Thomas Brooks (d. 1680), one of the Puritans, wrote a manual on this very issue, Precious Remedies against Satan’s Devices. He has a whole raft of examples of how the devil seeks to outwit and destroy us, but here are just a few:
1. He shows us the bait and hides the hook
2. He makes sin look like virtue
3. He makes sin look like a small thing
4. He shows us the sins of our mentors/heroes and so we think, ‘Well, he did it too’
5. He gets us to over-emphasise the grace of God
6. He encourages us to feel invulnerable to temptation
7. He encourages us be bitter over suffering
8. He discourages us by causing us to look more at our sin than our Saviour
9. He gets us to obsess about past sins.
The point in all of this is that the devil uses clever, thought-out strategies to entangle us and destroy us. This is what we’re up against in church planting. The point here is that we’re meeting something that’s way out of our league. This is clearly a brutal and disturbing picture of what ministry is like. This battle is very personal, very close and intense.
What’s the solution?
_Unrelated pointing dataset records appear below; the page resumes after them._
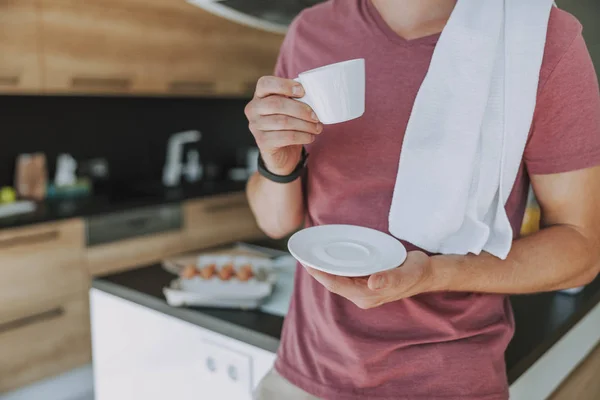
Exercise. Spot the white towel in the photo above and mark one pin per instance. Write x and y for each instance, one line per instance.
(467, 132)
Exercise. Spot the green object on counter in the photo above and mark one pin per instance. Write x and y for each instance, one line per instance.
(81, 188)
(8, 195)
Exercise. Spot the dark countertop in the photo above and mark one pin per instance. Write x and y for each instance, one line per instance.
(541, 319)
(119, 200)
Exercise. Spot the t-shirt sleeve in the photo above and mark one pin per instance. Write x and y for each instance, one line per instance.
(565, 133)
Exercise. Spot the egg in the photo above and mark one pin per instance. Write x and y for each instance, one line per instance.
(189, 271)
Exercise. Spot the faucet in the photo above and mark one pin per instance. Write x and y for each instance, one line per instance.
(174, 163)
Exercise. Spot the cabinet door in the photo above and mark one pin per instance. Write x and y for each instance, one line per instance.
(44, 342)
(94, 46)
(19, 39)
(165, 47)
(39, 264)
(207, 54)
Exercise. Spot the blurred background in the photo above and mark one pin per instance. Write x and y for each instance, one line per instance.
(124, 144)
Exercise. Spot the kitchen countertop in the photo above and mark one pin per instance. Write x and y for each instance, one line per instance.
(119, 200)
(541, 319)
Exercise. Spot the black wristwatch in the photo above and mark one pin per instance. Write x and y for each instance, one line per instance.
(295, 174)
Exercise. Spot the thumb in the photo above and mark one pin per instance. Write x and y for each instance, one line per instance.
(384, 280)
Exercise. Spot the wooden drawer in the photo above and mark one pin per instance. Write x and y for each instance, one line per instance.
(126, 254)
(219, 220)
(40, 263)
(45, 342)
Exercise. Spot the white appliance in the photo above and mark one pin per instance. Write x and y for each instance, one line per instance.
(174, 166)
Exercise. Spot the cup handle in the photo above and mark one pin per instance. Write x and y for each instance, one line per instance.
(303, 99)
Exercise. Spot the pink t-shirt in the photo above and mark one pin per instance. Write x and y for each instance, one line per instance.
(436, 345)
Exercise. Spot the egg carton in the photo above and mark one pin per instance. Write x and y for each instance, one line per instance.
(216, 292)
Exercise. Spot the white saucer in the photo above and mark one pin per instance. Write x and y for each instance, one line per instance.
(346, 250)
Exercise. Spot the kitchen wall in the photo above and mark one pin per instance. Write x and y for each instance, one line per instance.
(131, 132)
(588, 13)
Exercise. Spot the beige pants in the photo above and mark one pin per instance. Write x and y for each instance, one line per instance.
(275, 387)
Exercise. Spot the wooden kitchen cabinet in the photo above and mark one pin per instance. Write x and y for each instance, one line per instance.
(108, 47)
(44, 342)
(131, 253)
(40, 263)
(162, 47)
(219, 220)
(207, 54)
(20, 68)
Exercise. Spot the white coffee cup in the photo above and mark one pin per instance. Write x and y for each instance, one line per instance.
(335, 92)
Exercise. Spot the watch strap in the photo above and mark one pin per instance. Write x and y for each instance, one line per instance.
(295, 174)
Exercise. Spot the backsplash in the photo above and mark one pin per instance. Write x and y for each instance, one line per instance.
(131, 133)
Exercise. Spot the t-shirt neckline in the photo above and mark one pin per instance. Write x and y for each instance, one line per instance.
(387, 31)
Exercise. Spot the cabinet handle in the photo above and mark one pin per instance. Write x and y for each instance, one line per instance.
(11, 80)
(32, 319)
(35, 238)
(192, 87)
(226, 206)
(138, 223)
(101, 83)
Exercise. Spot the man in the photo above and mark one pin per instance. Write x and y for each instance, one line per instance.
(437, 326)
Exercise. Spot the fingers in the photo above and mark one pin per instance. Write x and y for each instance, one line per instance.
(411, 271)
(271, 123)
(273, 105)
(270, 85)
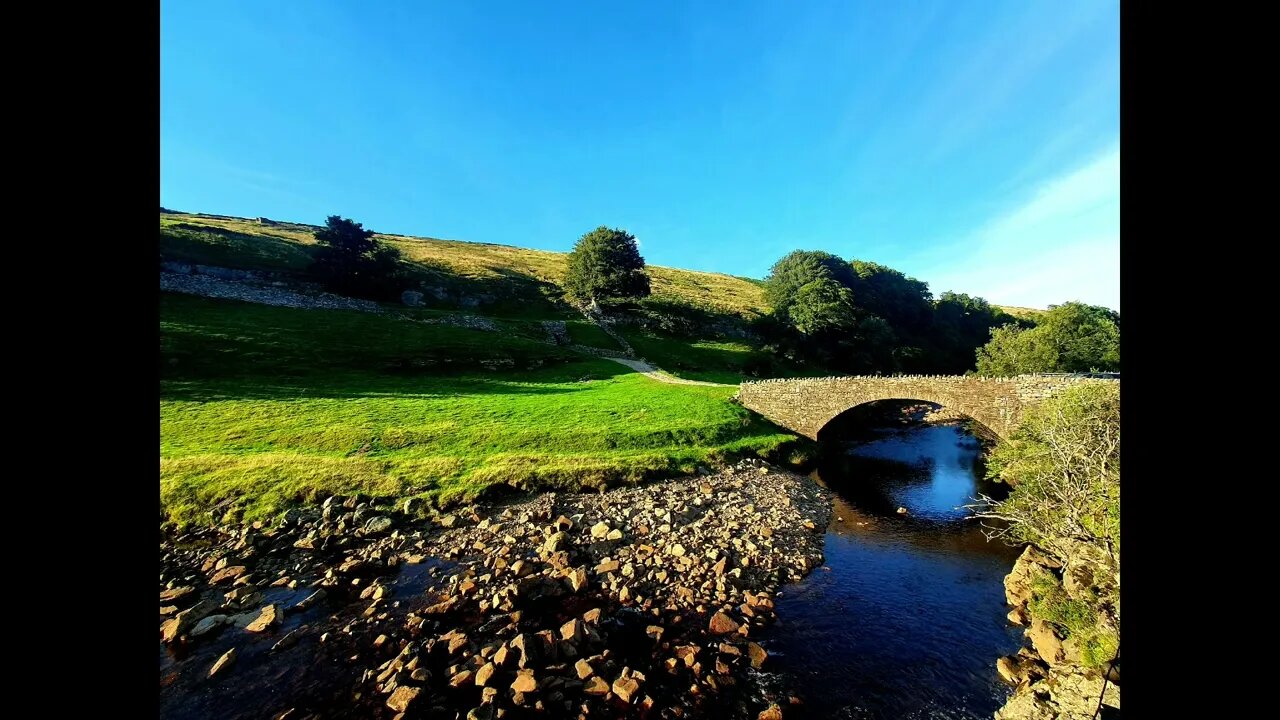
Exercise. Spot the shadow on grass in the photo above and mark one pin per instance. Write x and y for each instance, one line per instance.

I remember talking to one man who lives in my local area. He had a long-term drug habit, together with a number of spells spent in prison. He had come out of prison and felt the problem of acute temptation, together with the familiar cycles of abuse, guilt and attempts at abstinence. In conversation, we talked about how his drug habit was like a 7ft 2in bouncer who wanted to beat him up. Even if the man managed to lay a few punches on the bouncer, the man would still go down every time. There was no point in trying harder or being quicker, because his opponent was just too big. In that situation I suggested that what the man needed was a big brother who was 8ft, and a black belt champion, to take down the bouncer! The point was that Jesus was the older brother he needed. The bouncer is scary until a bigger brother turns up who’s on your side.
The great news for church planters is that we’ve been united to our older brother, Jesus Christ. And this makes all the difference in the world! When we get a sense of the spiritual war, then this reality of being united with Christ is no longer just a nice idea or a bit of theology, but a powerful and wonderful necessity. This union with Christ liberates us, gives us confidence, encourages us and brings us joy. We’re facing vast and mighty spiritual powers in the heavenly realms – but, as we do that, remember that everything in the heavenly realms has been put under Christ (Ephesians 1:10) and that we’re now seated with Him (Ephesians 2:6). In and of ourselves we’re overwhelmed, weak and puny – but those opposing powers don’t intimidate Christ and He rules over them with supreme power.